Crude retreats as markets price in potential progress in peace negotiations.
Brent crude dropped nearly $4 on Monday as initial concerns over stalled peace negotiations, which triggered a gap higher at the weekly open, gave way to a more optimistic tone following comments from senior U.S. officials.
The renewed sell-off has once again pushed prices below the key 200-day moving average at $78.05, a support level that successfully withstood four consecutive tests last week.
On the upside, the market remains capped by the broken 61.8% Fibonacci retracement at $81.91, which has now turned into strong resistance.
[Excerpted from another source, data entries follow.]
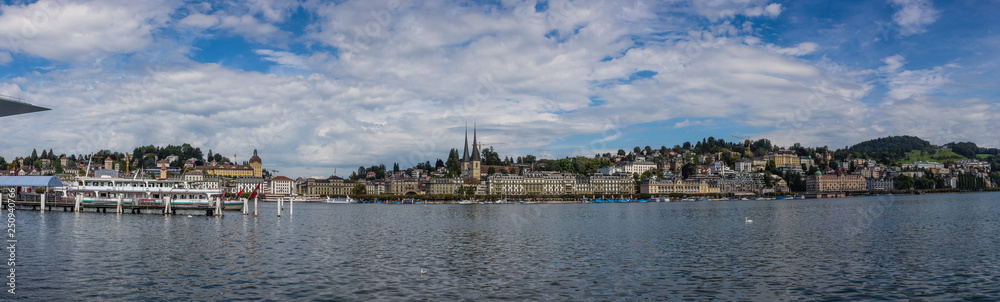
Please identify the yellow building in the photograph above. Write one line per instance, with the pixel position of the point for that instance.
(651, 186)
(835, 183)
(254, 169)
(786, 160)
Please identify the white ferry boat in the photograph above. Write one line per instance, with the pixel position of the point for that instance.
(145, 191)
(341, 200)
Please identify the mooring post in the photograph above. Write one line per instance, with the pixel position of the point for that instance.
(76, 206)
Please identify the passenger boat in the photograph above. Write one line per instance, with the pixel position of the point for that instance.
(146, 191)
(348, 199)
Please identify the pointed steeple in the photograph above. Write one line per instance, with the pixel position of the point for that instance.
(475, 147)
(465, 157)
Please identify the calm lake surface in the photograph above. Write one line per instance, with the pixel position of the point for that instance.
(932, 247)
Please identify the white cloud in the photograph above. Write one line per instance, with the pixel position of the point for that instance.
(914, 16)
(283, 58)
(801, 49)
(771, 10)
(79, 31)
(722, 9)
(689, 123)
(904, 84)
(200, 21)
(247, 26)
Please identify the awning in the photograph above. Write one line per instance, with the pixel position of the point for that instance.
(30, 181)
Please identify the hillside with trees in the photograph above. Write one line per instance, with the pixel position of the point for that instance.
(886, 150)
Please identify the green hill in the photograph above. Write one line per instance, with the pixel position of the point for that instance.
(887, 149)
(940, 155)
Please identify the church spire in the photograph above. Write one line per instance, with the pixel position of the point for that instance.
(465, 157)
(475, 146)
Improving prospects for a broader regional peace agreement and the eventual normalization of energy supplies are expected to keep downward pressure on oil prices. A sustained break below the 200DMA would reinforce the bearish outlook and signal continuation of the broader decline following a period of consolidation.
Daily technical indicators show strengthening negative momentum, while moving averages remain aligned in a predominantly bearish configuration. However, the RSI is approaching oversold territory, suggesting that sellers may continue to encounter resistance around the 200DMA, potentially resulting in an extended phase of sideways trading before a clearer directional move emerges.
The next downside target is located at $73.04, the 76.4% Fibonacci retracement of the $58.70–$119.47 advance, which protects the key psychological support at $70. For now, the near-term bias remains bearish while prices remain below the $81.91 Fibonacci barrier.